PORTRAIT :
BA Nassou Traoré
« Une
commandante » ….restauratrice
Trônant au milieu de son restaurant, au milieu de la
dizaine d’employés c’est elle la « commandante ». Elle connait, tout
le monde et tout le monde lui parle. Ba Nassou, gère depuis vingt ans son
restaurant à la rue 30 de la médina, un des nombreux quartiers populeux de la
Médina à Dakar.
Partie de son Mali natal, Ba Nassou vint retrouver
son mari à Dakar dans les années 90. Deux ans plu tard, ce dernier décédait,
laissant entre ces mains leur nouveau né
d’à peine quelques mois. Seul sans soutien et sans réelle famille à Dakar, elle
se lance dans la restauration avec le peu d’économie que lui avait laissé son
mécanicien de mari. Battante, cette première d’une fratrie de cinq enfants, sait
se débrouiller. La cause elle a très vite joué le rôle de mère auprès de ses
frères après le décès prématuré de leur mère, quant elle n’avait que 12 ans.
Petit à petit donc, elle parvint à se faire une réputation dans le quartier de
la médina grâce à ces talents culinaires. Celle qui raffole du « tô »
plat bambara fait à base de mil ou de maïs, excelle dans la cuisson des
recettes sénégalaise, Tchèp djène, tchèp yap, souboukandja Mafé et même le
kaldou, qui est plat typiquement casamançais. Les clients à l’instar de Ibra
Diouf ne tarissent pas d’éloges quand il s’agit d’apprécier la cuisine de Ba
Nassou « Cela fait dix ans que je
vis à la médina, le seul restaurant qui a pu me fidéliser c’est celui de Ba
Nassou, à cause de la qualité e du goût des plats qu’on y sert ». Celle qu’on surnomme la « commandante » du fait de son
intransigeance et son autorité à la limite dictatoriale, se révèle une tout
autre personne, quand elle voit errer des enfants talibés dans les rues à la
recherche de pitance. Pour celle qui a connu une enfance difficile cette pitié envers ces jeunes, se transforme chaque
jour en distribution de plats et restes aux talibés qui y rodent à longueur de
journée.
Souvent, et toujours avec le mot juste il lui arrive
de calmer certains clients qui trouvent ces talibés
envahissants.
Le sobriquet de « commandante » qui lui
colle à la peau ne la gêne nullement. Elle se plait souvent à se l’entendre
dire. Cela rappelle à Ba Nassou Traoré ses aïeux, Tiéba et Babemba qui ont
d’une main de fer gouverner sur l’immense royaume Bambara de Ségou. Cette région située à quelques 300 kilomètre
de Bamako, est là où elle tire sa passion pour la cuisine. Ba Nassou, se
souvient, nostalgique de cette période, où la seule satisfaction de la femme
était que son mari apprécie son plat. « Au début c’est par souci de me faire de l’argent que je me suis mis à
ce que je savais faire le plus, c'est-à-dire la restauration ». Mais elle
reconnait qu’avec le temps elle a plus
été motivée par ces nombreuses filles auxquels elle offrait un emploi. « Savoir que j’aidais des filles à être
indépendante financièrement m’a le plus
passionnée » dit elle. Si elle à une satisfaction dans la vie, c’est
de « voir que des filles qu’elle a
initié son aujourd’hui propriétaire de restaurant. » se réjouit elle.

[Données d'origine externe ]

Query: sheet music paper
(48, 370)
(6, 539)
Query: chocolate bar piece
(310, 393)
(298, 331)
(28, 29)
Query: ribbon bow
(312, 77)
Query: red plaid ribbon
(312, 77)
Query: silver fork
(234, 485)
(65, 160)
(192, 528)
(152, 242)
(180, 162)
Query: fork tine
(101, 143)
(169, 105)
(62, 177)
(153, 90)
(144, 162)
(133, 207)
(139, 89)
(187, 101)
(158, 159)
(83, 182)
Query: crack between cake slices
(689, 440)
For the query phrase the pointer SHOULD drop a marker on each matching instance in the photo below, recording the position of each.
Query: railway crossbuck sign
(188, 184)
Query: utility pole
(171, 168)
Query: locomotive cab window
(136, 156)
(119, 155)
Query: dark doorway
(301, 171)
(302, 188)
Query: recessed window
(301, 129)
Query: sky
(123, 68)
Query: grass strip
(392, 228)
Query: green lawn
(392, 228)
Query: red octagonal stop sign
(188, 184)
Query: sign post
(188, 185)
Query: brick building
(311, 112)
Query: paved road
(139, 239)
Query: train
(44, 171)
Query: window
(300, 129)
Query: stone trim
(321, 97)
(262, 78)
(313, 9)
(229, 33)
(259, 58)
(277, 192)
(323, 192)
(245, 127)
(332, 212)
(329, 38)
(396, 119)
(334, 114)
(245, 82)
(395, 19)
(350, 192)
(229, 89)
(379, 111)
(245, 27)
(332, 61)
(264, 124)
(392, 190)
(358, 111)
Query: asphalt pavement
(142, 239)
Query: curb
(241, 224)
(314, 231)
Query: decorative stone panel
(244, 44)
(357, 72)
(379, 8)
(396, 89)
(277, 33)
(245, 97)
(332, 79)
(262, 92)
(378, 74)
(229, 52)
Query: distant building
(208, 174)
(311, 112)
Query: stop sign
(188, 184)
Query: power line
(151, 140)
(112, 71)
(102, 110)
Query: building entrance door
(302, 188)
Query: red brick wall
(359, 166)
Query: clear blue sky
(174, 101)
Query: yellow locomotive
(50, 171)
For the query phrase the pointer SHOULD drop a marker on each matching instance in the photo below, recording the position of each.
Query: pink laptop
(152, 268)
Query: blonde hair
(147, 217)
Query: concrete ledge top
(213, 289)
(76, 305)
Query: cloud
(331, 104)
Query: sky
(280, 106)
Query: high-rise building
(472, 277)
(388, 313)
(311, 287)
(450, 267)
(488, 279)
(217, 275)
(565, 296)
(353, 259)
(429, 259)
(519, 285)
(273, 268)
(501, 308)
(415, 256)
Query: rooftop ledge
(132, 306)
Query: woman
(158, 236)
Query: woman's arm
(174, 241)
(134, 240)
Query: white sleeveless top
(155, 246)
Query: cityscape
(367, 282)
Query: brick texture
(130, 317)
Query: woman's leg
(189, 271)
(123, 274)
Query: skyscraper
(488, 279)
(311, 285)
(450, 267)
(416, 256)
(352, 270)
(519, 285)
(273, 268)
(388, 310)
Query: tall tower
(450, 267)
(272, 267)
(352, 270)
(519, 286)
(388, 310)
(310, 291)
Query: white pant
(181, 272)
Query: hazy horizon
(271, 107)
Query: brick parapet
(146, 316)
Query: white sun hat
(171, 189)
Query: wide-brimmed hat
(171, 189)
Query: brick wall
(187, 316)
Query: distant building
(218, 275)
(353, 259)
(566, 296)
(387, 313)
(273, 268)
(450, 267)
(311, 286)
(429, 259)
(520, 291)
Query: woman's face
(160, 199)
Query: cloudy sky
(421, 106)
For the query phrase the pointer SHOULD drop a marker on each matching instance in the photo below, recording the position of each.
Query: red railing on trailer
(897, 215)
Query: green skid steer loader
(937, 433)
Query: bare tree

Mais celles-ci ne retiennent pas toujours de bons souvenirs de leur passage
sous son magistère. Pour Mariame Guèye aujourd’hui propriétaire de restaurant « Ba Nassou n’est pas toujours d’un commerce facile. Autant elle
peut être attachante, qu’elle peut être insupportable. Son penchant pour la
supériorité sur celle de ses employés demeure son plus grand défaut »,
se souvient elle. Si Ba Nassou se reconnait volontiers ce caractère, elle n’y
voit rien de méprisant. Car selon elle, descendant de vigoureux rois, il ne
peut y avoir deux « commandants » dans un même bateau. « Et jusqu’à preuve du contraire je demeure la
seule patronne de MON restaurant »
crache sec la « commande ».
Férue des cérémonies de mariages, baptêmes, comme
toute « djandjigui » (femme
imposante) elle ne se fait pas prier pour prendre part à ces manifestations. Ce
sont des moments privilégiés, au cours
des quels elle distribue des billets de
banques aux griots qui flattent son égo en lui rappelant sa « noble » descendance. Entre deux discours, il suffit que l’on
énonce l’anecdote, selon laquelle, elle a un jour par mégarde
plongé les poissons dans la sauce sans les avoir lavés et encore moins nettoyés et le grand rire qui s’en suit est
si contagieux que tout le restaurant s’en trouve contaminer.